Digital messaging offers an inexpensive way to provide frequent updates to donors on the good work your nonprofit does. You can use photo-centric sites like Instagram to post moving visuals that illustrate your impact. You can use Twitter and Facebook to share articles that third party news media have written about your efforts.

Remember to keep the emphasis on the donor so that your social media posts don’t look like pure propaganda. Use captions like, “Thanks to donors like you, <beneficiary name> has been able to <achievement the org made possible>.” A steady stream of digital messages emphasizing donor impact reminds donors why they give to you and helps ensure that they will give again.

 

4. Data & Metrics

Digital tools and channels provide data beyond the traditional metrics of fundraising. With today’s software, you can now measure how engaged your donors are at a level that was impossible with traditional fundraising channels. For example, if you send a direct mail appeal and response is low, how do you know if it’s because your case for support was weak or people simply didn’t open the envelope?

With digital, you can know who opened your emails*, what links they clicked on, and how long they spent on your landing page. You can even “listen in” on donor conversations by reading the comment threads to your social media posts. We’re not suggesting that you build an app that tracks GPS data or what people buy at the grocery store, but there’s plenty of available data that doesn’t cross privacy lines to help you better understand who your donors are and what they care about.

Using data for fundraising isn’t just about raising more money. It’s also about stewarding your donors’ investment with you. When you understand your donors better, you can save time and money by communicating more efficiently with those who most want to hear from you. That means fewer resources devoted to fundraising and more resources invested in the programs that impact the people you serve.

*Open rate data may become less reliable as Apple and Google implement new privacy protections.

 

5. Stewardship

Speaking of stewardship, there’s another aspect to digital you can use to help strengthen the bond between you and your donors. Digital communication like email, text, and social media lends itself to a more personal tone. Digital is how most donors interact with their friends and family, so they’ve grown accustomed to a more familiar style of communication in the digital space.
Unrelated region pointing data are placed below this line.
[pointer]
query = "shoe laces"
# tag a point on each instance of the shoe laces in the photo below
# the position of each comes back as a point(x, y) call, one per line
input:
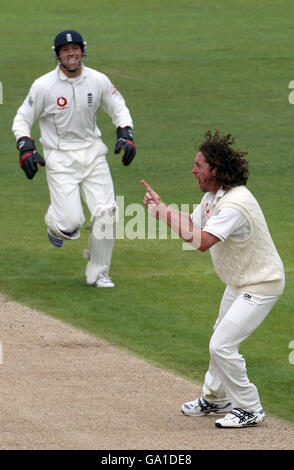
point(242, 415)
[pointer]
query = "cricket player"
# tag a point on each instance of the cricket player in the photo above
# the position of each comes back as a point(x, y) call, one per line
point(230, 223)
point(66, 101)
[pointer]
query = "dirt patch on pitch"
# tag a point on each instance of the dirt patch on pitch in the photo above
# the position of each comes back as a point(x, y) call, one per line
point(64, 389)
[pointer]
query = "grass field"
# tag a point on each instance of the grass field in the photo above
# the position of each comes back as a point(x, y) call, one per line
point(183, 67)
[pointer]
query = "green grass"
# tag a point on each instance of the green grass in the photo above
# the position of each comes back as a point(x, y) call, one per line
point(183, 67)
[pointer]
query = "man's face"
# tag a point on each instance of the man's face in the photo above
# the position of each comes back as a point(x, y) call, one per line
point(70, 56)
point(205, 175)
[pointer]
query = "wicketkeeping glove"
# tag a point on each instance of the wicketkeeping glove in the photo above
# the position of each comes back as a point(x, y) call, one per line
point(28, 156)
point(126, 142)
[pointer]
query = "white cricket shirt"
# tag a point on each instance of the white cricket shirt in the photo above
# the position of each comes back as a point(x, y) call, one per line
point(228, 222)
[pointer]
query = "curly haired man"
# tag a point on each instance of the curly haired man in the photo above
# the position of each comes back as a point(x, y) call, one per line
point(230, 223)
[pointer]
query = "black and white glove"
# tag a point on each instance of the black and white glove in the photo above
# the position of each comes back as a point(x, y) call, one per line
point(28, 156)
point(126, 142)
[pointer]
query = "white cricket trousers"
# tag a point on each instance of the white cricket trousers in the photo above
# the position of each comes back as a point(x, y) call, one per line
point(226, 379)
point(72, 174)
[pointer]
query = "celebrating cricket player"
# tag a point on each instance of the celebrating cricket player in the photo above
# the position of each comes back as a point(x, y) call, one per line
point(66, 101)
point(230, 223)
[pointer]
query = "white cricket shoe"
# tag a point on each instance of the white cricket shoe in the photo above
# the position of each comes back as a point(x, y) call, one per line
point(239, 418)
point(201, 407)
point(104, 281)
point(56, 241)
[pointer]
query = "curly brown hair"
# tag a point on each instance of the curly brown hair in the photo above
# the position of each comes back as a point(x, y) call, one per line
point(231, 165)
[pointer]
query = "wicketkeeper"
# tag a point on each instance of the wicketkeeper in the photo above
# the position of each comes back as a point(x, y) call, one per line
point(66, 101)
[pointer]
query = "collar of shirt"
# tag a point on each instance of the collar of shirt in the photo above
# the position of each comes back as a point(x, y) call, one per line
point(214, 197)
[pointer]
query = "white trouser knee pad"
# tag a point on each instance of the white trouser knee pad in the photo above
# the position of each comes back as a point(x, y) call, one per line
point(101, 242)
point(54, 230)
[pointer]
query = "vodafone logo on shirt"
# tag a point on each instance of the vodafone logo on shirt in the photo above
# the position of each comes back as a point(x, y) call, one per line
point(61, 101)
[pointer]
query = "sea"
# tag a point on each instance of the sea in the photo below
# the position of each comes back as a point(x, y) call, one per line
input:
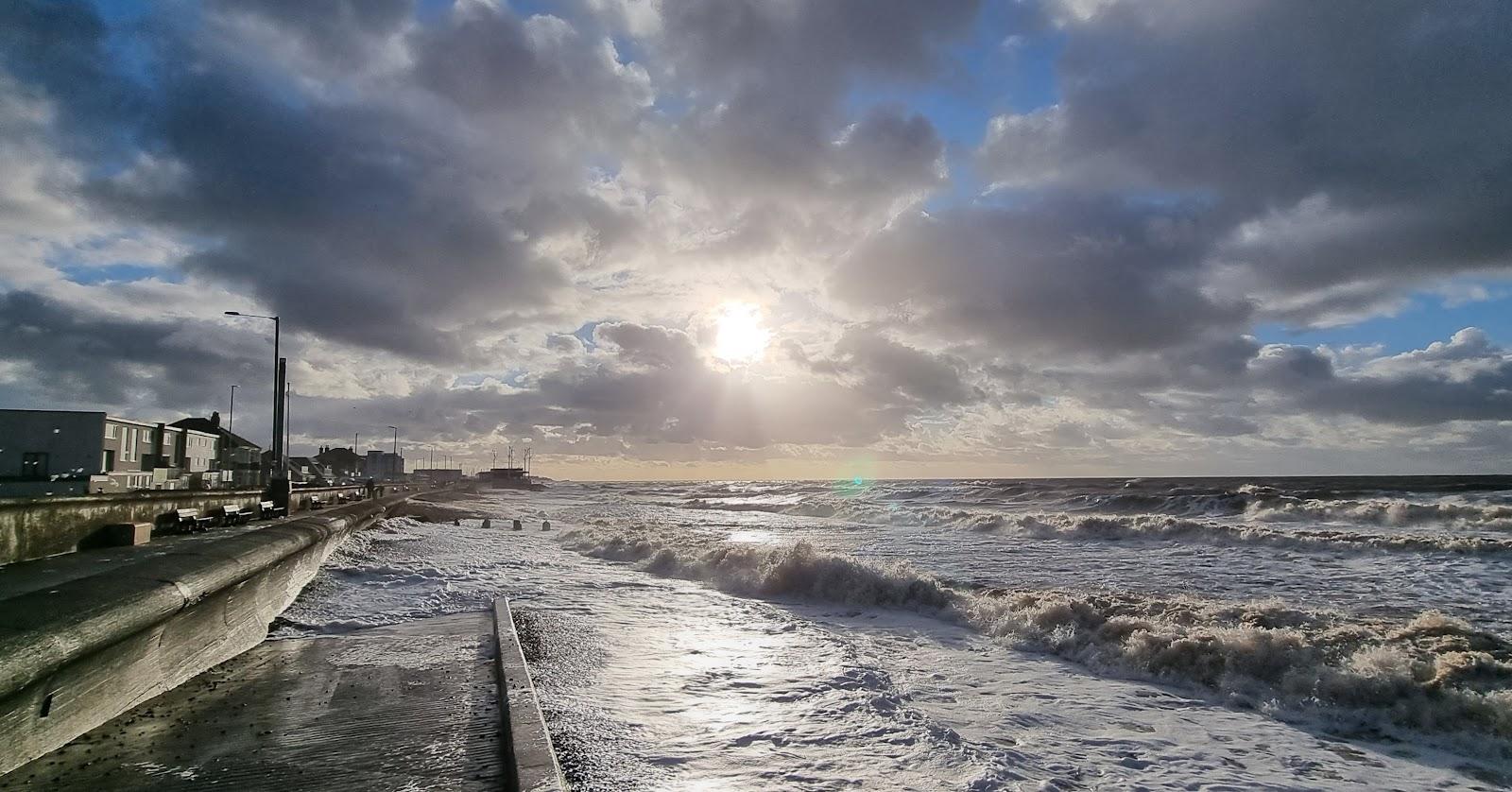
point(985, 633)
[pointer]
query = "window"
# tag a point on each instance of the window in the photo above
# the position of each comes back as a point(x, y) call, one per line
point(34, 466)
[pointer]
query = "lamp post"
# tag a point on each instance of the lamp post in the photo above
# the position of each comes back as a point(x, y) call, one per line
point(395, 444)
point(279, 451)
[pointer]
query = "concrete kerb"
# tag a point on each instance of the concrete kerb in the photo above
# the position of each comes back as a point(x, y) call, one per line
point(79, 629)
point(528, 758)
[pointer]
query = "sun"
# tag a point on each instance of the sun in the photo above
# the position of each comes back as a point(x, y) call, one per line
point(740, 336)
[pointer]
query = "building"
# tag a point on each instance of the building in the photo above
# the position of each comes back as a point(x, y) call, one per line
point(238, 459)
point(73, 452)
point(514, 478)
point(342, 463)
point(385, 466)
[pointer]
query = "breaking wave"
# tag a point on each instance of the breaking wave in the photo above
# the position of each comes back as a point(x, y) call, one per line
point(1210, 531)
point(1269, 525)
point(1433, 673)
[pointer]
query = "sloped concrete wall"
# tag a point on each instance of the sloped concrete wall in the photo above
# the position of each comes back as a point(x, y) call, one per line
point(77, 655)
point(43, 526)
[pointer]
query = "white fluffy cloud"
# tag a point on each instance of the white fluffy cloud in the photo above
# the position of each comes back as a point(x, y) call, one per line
point(489, 227)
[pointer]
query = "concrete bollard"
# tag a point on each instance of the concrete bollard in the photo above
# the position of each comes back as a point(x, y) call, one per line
point(128, 534)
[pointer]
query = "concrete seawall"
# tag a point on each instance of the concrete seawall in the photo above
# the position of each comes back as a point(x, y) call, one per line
point(43, 526)
point(79, 653)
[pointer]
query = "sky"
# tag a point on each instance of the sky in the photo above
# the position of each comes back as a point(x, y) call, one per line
point(775, 237)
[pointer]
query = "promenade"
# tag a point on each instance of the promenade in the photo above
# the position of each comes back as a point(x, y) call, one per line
point(147, 668)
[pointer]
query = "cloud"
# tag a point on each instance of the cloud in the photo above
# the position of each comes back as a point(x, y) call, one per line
point(1078, 275)
point(483, 224)
point(1373, 164)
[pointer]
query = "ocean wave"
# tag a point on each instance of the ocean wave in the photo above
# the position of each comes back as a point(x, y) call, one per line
point(1383, 512)
point(1071, 526)
point(1433, 673)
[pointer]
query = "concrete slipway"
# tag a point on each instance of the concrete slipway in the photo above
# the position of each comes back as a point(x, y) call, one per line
point(112, 653)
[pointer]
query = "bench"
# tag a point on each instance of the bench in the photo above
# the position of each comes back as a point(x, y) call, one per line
point(188, 520)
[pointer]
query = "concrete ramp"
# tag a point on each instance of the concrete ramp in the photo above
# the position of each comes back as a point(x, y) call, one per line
point(412, 706)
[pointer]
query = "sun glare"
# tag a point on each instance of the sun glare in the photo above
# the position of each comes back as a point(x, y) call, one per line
point(741, 337)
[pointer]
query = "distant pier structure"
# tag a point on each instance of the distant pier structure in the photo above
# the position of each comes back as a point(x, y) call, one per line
point(513, 478)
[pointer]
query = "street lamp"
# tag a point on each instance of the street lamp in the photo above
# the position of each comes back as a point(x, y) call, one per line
point(277, 449)
point(397, 446)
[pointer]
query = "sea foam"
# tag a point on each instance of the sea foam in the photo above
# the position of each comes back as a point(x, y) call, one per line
point(1433, 673)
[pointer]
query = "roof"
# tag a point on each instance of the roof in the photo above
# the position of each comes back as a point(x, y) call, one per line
point(203, 425)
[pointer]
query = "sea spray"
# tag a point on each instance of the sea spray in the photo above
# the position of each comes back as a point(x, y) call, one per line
point(1433, 673)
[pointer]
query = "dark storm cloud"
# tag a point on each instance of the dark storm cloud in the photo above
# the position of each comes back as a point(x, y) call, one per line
point(112, 360)
point(1095, 275)
point(1416, 388)
point(650, 385)
point(1348, 143)
point(767, 83)
point(365, 211)
point(891, 370)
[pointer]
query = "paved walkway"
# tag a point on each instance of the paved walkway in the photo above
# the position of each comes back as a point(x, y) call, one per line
point(26, 577)
point(410, 706)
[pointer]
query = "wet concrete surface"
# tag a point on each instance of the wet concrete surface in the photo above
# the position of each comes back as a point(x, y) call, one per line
point(408, 706)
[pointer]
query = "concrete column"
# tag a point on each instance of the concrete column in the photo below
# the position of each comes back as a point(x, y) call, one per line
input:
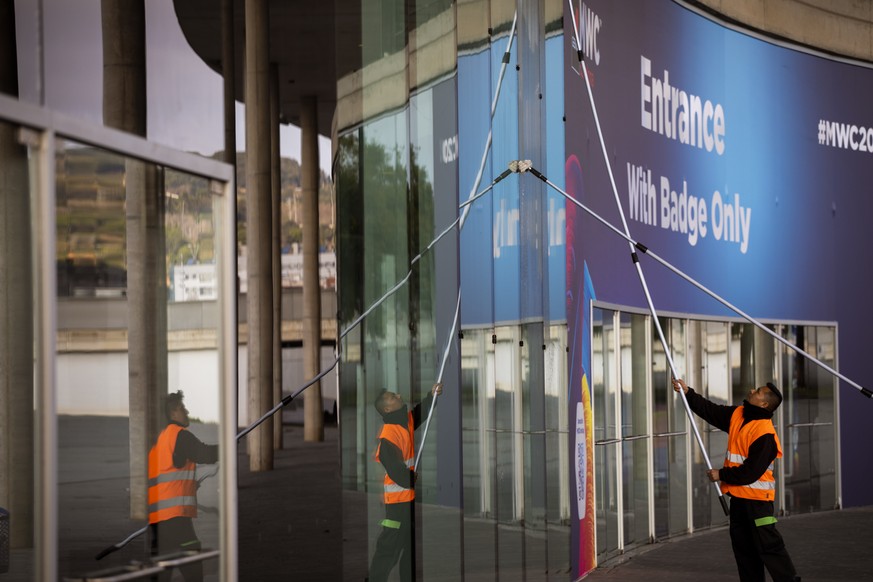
point(259, 299)
point(276, 181)
point(124, 108)
point(313, 419)
point(228, 68)
point(16, 312)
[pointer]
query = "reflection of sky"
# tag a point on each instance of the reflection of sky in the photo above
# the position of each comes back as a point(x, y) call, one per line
point(184, 95)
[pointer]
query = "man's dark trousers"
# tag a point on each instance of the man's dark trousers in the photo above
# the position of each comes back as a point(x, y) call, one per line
point(757, 544)
point(395, 542)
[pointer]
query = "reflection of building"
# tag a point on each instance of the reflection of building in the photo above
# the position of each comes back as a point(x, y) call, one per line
point(292, 270)
point(194, 282)
point(197, 282)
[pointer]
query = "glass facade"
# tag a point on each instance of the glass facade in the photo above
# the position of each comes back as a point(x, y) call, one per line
point(87, 266)
point(723, 360)
point(493, 488)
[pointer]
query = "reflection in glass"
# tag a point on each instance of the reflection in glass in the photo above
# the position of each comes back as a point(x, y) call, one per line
point(606, 494)
point(635, 478)
point(19, 401)
point(634, 374)
point(137, 318)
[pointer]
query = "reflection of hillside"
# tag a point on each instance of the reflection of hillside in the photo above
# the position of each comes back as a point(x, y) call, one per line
point(90, 220)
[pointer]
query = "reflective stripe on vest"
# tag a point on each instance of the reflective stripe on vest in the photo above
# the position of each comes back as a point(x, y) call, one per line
point(740, 438)
point(172, 490)
point(402, 438)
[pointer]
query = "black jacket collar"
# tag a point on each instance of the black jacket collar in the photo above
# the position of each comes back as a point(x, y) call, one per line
point(400, 416)
point(752, 412)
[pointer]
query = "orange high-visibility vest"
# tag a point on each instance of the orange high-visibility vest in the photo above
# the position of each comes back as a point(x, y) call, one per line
point(740, 438)
point(404, 439)
point(172, 491)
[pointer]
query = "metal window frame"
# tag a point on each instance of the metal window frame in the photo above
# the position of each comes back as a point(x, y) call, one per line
point(42, 128)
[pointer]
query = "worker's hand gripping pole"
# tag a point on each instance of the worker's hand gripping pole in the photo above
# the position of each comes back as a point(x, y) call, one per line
point(451, 338)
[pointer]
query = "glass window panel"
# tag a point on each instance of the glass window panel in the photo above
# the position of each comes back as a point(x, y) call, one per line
point(809, 446)
point(634, 374)
point(19, 492)
point(606, 493)
point(635, 476)
point(125, 340)
point(668, 413)
point(671, 491)
point(604, 374)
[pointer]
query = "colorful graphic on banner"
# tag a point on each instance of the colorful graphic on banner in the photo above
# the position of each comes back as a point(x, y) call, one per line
point(580, 293)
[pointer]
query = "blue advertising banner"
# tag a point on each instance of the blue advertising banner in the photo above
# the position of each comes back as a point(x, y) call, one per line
point(732, 158)
point(743, 163)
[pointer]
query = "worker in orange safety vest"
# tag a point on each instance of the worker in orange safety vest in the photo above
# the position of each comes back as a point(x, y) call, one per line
point(747, 478)
point(173, 486)
point(396, 453)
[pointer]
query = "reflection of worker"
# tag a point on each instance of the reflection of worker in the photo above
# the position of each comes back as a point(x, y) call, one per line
point(747, 477)
point(173, 485)
point(396, 452)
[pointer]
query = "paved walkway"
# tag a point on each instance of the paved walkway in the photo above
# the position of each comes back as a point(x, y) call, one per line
point(829, 546)
point(291, 525)
point(294, 514)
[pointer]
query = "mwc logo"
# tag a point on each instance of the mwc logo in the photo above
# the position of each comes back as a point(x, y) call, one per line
point(587, 26)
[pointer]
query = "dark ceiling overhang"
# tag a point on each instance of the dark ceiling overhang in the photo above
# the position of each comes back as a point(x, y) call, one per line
point(306, 39)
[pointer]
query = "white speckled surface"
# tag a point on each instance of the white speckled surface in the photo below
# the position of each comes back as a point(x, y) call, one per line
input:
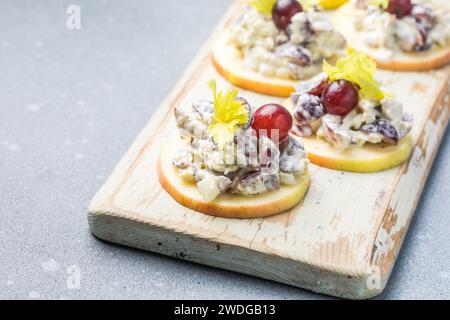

You can use this to build stronger relationships with donors.

By contrast, direct mail is more formal. When money is changing hands (sometimes large sums of money), donors want the transaction to feel professional. It gives them confidence in your organization. But for most donors, especially younger donors, it’s not enough that their donation makes good sense; they want to feel like they are a part of something. Less formal interactions via social media can remind them that they like you. And more importantly, that you like them.

In addition to sharing stewardship messages of impact (see #3 above), digital communication allows for “just because” -type messaging and even interaction with donors. Share an Instagram pic of the office cat with the caption: “Max says thank you to all our generous donors.” Tweet out a conversation starter like, “What does everyone think of <trending topic related to your work>?” The caveat with informal messaging is that it must be authentic and on-mission (or at least not off-mission). But if you take care to learn about your audience, digital communication offers unique opportunities to build stronger and more nuanced relationships with supporters.

 

Final Words

With smart phones, smart watches, smart TVs, etc., people’s lives were moving more and more online even before the pandemic made us all pros at Zoom. If you expect your nonprofit to be relevant to donors and prospects now and in the future, embrace digital technologies as indispensable means of communicating with and engaging those who support you. While the digital side of fundraising still offers some challenges to nonprofits, it provides many opportunities if you know where to look. Start with the five areas we discussed in this article and you’ll be ahead of the pack in making digital work for your nonprofit.